Перья на ее шляпе покачивались в золотистом сумраке. Гордые глаза были влажны.
– Ты столько сделала для меня, – сказал Титус. – Не думай, что я бессердечен. Но, возможно, мне лучше уйти. Ты слишком многое мне отдаешь. И от этого несчастен.
Наступило молчание – такое, словно дом перестал вдруг дышать.
– Куда тебе идти? Ты чужой для мира, который лежит снаружи. Ты мой, мое обретение, мое… мое… неужели ты не понимаешь, я люблю тебя, милый.
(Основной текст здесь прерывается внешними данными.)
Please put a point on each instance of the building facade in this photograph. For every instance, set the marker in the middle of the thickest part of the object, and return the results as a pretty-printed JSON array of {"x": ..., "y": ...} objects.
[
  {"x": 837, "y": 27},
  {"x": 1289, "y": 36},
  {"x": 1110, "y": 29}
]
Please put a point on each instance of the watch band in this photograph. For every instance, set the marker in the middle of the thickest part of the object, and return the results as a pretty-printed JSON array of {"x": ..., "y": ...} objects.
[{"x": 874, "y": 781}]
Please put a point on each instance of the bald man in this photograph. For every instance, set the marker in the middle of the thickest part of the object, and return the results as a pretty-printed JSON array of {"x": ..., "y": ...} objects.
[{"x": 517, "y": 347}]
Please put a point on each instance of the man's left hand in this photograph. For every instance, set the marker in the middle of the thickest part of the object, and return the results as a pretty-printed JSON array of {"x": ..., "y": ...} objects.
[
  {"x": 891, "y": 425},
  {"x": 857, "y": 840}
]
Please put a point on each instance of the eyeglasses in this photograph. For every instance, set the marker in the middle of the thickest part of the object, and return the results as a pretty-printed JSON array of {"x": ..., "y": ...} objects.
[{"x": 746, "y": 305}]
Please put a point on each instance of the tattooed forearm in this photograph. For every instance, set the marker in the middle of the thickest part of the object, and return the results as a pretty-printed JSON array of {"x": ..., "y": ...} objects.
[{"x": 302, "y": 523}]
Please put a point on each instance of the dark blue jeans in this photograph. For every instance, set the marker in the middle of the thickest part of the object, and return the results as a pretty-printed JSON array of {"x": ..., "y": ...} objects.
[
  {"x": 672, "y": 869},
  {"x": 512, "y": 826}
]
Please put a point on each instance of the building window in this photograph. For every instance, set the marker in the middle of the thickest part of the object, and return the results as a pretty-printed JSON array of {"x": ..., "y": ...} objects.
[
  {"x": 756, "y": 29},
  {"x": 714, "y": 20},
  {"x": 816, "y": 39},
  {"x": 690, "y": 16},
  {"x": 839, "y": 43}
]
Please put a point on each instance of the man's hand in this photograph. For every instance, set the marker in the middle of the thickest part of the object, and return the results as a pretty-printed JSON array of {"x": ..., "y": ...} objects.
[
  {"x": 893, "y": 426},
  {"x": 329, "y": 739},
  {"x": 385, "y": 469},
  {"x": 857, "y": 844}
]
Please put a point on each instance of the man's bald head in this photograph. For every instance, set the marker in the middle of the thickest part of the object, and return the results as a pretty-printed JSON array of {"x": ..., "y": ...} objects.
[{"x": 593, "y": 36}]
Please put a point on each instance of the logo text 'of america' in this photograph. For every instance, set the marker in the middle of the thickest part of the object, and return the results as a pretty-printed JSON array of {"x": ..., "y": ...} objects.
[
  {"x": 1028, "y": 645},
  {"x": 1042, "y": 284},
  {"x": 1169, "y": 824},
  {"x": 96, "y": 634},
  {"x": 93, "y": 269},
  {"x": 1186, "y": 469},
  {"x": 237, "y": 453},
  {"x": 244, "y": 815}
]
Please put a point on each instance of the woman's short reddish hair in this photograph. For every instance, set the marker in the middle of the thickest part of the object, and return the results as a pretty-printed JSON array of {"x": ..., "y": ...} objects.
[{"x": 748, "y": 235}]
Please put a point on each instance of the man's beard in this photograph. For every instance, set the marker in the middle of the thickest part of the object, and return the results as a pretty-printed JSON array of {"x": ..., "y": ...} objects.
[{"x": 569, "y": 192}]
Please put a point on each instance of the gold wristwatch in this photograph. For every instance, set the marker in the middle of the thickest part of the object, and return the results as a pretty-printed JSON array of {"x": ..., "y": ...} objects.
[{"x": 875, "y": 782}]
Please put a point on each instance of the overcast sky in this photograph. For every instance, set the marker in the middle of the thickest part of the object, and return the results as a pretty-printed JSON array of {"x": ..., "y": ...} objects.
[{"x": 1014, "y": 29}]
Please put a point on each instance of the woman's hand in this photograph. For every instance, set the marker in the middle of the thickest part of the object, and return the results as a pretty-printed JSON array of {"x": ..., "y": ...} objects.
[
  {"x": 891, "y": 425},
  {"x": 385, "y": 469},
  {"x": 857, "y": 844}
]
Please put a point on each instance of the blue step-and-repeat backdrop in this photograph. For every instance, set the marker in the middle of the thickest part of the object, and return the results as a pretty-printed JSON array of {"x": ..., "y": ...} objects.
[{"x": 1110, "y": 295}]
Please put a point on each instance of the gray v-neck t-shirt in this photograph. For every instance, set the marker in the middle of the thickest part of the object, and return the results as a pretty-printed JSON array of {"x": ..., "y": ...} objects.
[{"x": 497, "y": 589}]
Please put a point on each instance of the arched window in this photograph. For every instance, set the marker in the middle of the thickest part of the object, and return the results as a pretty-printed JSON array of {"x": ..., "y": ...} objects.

Я знаю, я вдвое… ах, Титус, я обожаю тебя. Ты – моя тайна.
За окном сияло на медовых камнях высокого дома солнце. Стена ровно сходила к быстрой реке. По другую сторону дома лежал просторный прямоугольник креветочных кирпичей с уродливыми, замшелыми изваяниями голых атлетов, укрощающих коней.